FrankensteinLover 17 months ago
Such A Wonderful Show with Amazing Actors, and still so much better and Original then the Garbage On Tv Today Polluting the World.
Heavy metal and rap are both
Noise Pollution and is also garbage
polluting the world just like some of the garbage on TV TODAY is
Polluting the world.
Rap Music is for sure Polluting the Earth and Kid's Minds.
LoveMETV22 17 months ago
Great story.

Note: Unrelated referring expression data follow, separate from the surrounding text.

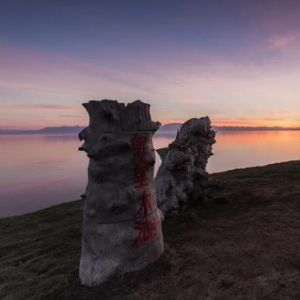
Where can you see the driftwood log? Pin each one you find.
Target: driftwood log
(121, 222)
(182, 179)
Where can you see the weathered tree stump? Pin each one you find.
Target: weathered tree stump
(182, 179)
(121, 222)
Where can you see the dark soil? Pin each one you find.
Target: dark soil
(244, 243)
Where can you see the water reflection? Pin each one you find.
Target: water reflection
(41, 170)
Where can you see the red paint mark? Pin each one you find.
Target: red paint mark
(147, 228)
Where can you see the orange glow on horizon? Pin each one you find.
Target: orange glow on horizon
(244, 123)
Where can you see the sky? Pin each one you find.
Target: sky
(236, 61)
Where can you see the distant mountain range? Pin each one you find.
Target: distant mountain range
(172, 127)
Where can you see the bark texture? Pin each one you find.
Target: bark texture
(182, 179)
(121, 223)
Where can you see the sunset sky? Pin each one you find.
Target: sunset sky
(237, 61)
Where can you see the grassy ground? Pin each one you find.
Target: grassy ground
(244, 245)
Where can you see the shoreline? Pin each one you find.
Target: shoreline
(242, 244)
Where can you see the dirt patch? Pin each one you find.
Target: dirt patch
(243, 244)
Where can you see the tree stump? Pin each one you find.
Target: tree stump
(121, 221)
(181, 179)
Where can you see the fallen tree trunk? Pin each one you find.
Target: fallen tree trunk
(182, 179)
(121, 222)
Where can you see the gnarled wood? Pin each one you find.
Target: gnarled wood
(182, 179)
(121, 224)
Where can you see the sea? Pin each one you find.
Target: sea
(38, 171)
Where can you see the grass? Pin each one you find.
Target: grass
(40, 251)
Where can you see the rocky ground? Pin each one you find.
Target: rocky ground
(244, 243)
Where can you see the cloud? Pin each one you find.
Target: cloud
(279, 41)
(40, 107)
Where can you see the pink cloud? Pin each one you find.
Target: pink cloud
(41, 107)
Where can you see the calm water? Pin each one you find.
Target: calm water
(38, 171)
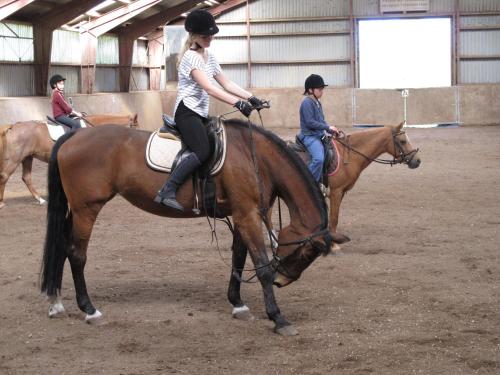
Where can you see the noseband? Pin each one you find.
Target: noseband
(276, 264)
(402, 156)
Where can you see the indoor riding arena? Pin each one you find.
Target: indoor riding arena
(416, 290)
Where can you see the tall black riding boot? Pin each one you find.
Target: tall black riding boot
(166, 195)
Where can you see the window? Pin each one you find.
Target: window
(405, 53)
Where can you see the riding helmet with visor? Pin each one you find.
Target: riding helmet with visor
(201, 22)
(56, 78)
(314, 81)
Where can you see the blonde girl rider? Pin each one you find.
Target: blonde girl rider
(60, 107)
(196, 71)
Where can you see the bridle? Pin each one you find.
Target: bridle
(276, 264)
(400, 157)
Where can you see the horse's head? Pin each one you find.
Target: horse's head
(403, 151)
(294, 256)
(133, 123)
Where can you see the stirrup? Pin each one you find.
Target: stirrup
(324, 190)
(169, 202)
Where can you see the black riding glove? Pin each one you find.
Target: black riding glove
(244, 107)
(256, 102)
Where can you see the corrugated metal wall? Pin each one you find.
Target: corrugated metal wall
(289, 40)
(66, 47)
(16, 42)
(479, 41)
(16, 80)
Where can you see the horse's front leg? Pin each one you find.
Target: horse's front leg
(251, 233)
(336, 196)
(240, 309)
(27, 167)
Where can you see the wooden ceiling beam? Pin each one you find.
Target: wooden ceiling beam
(114, 18)
(227, 5)
(8, 7)
(149, 24)
(61, 15)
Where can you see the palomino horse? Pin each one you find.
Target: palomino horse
(24, 141)
(88, 168)
(357, 151)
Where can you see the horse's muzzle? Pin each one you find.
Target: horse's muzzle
(414, 163)
(281, 281)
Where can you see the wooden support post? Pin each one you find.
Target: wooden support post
(7, 7)
(42, 41)
(156, 56)
(89, 48)
(126, 50)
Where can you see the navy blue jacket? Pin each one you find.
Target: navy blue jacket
(312, 119)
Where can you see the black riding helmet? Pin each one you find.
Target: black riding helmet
(56, 78)
(314, 81)
(201, 22)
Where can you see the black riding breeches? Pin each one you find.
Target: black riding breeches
(193, 131)
(68, 121)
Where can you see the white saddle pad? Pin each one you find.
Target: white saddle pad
(56, 131)
(161, 153)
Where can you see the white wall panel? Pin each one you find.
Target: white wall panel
(107, 49)
(106, 80)
(485, 71)
(16, 42)
(66, 47)
(16, 80)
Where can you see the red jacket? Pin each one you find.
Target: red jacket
(59, 105)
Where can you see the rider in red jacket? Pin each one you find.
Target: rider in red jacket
(60, 107)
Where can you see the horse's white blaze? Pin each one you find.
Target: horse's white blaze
(94, 317)
(274, 243)
(239, 310)
(56, 306)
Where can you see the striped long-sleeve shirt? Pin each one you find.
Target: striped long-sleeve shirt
(189, 91)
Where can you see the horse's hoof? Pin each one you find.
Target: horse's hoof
(94, 318)
(242, 313)
(286, 331)
(336, 247)
(56, 309)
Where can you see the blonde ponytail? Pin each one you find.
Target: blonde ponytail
(187, 45)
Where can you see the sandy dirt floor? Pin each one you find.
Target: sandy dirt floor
(416, 291)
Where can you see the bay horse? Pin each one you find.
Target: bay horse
(23, 141)
(88, 168)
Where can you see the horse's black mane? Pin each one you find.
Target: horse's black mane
(299, 165)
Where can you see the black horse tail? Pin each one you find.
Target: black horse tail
(59, 226)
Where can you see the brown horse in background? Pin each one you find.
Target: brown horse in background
(88, 168)
(23, 141)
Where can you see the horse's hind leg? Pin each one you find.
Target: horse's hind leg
(83, 222)
(240, 310)
(8, 168)
(27, 166)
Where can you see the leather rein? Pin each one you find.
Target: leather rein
(276, 263)
(401, 156)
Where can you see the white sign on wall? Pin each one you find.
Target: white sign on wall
(404, 6)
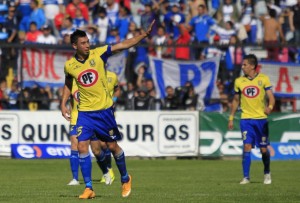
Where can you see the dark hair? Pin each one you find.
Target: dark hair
(252, 60)
(272, 13)
(76, 34)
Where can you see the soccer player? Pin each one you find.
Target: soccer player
(96, 114)
(108, 176)
(112, 82)
(250, 91)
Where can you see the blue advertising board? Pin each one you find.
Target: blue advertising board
(280, 151)
(40, 151)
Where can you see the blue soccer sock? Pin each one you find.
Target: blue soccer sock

The Academy website is great, not only for this Jerry Mathers interview, but a number of others. Too funny his mention of when he visited Joe Connelly home that his "6" kids would go up to wash up and change (maybe a thing of the time or at least in the Connelly home it was).
"So they were very cautious of presenting [the] United States in a very good light" (perhaps out of context), but....would that include the cautious non-portrayal of the " toilet." Funny how times have changed.
CoreyC LoveMETV22 17 months ago
The only show that sort of introduced the toilet was All In The Family. A running gag was Archie flushing the toilet.
Michael 17 months ago
It sounds like he's talking about Full House in current shows.
Pacificsun 17 months ago
Interesting story! Thank you for including the hyperlink which just makes the story even better. Especially when it comes from the actor.

To add to the conversation, I remember watching it in primetime and it was just a fun, entertaining Series! We didn't imagine ourselves doing most of those things. So yes, the story was of course built around the plot. But (IMO) I saw elements of those parents in mine, who were stern and expected polite manners and respect. My mom was very much like the Cleavers stay-at-home mother. But there were many single parent homes who lived a different experience, but didn't detract from the other.

In these reflective times it has come under criticism by those who seem to be perfectionists and sadly, complainers. But look at all the alternative formats as well. Why knock Leave It To Beaver when it's celebrating a positive model, in the company of alternatives, as well?
Moody Pacificsun 17 months ago
Like so many shows especially sitcoms of the 50s & 60s LITB had a somewhat distorted view of what life was like then. But most people in those days didn't care. They wanted escapism & something entertaining. It's kind of sad that we can't have anything like that today.
harlow1313 Pacificsun 17 months ago
One smaller thing I like about the show is that it sometimes does a good job in showing the way boys think.
remodel18 Moody 17 months ago
Fortunately, I always felt my family was like this family and Father Knows Best.
bagandwallyfan52 17 months ago
Leave It To Beaver was a wonderful
TV show. I wish that Chester Anderson
(Buddy Hart) Tooey Brown (Tiger Fafara)
Bill Scott (David Kent)Judy Hensler
(Jeri Weil) and Larry Mondello (Rusty
Stevens ) had not disappeared from the
show. Penny Woods (Karen Sue Trent)
Also left LEAVE It To Beaver later but I think that her last episode was Beaver
The Bunny Instead of Farewell To Penny.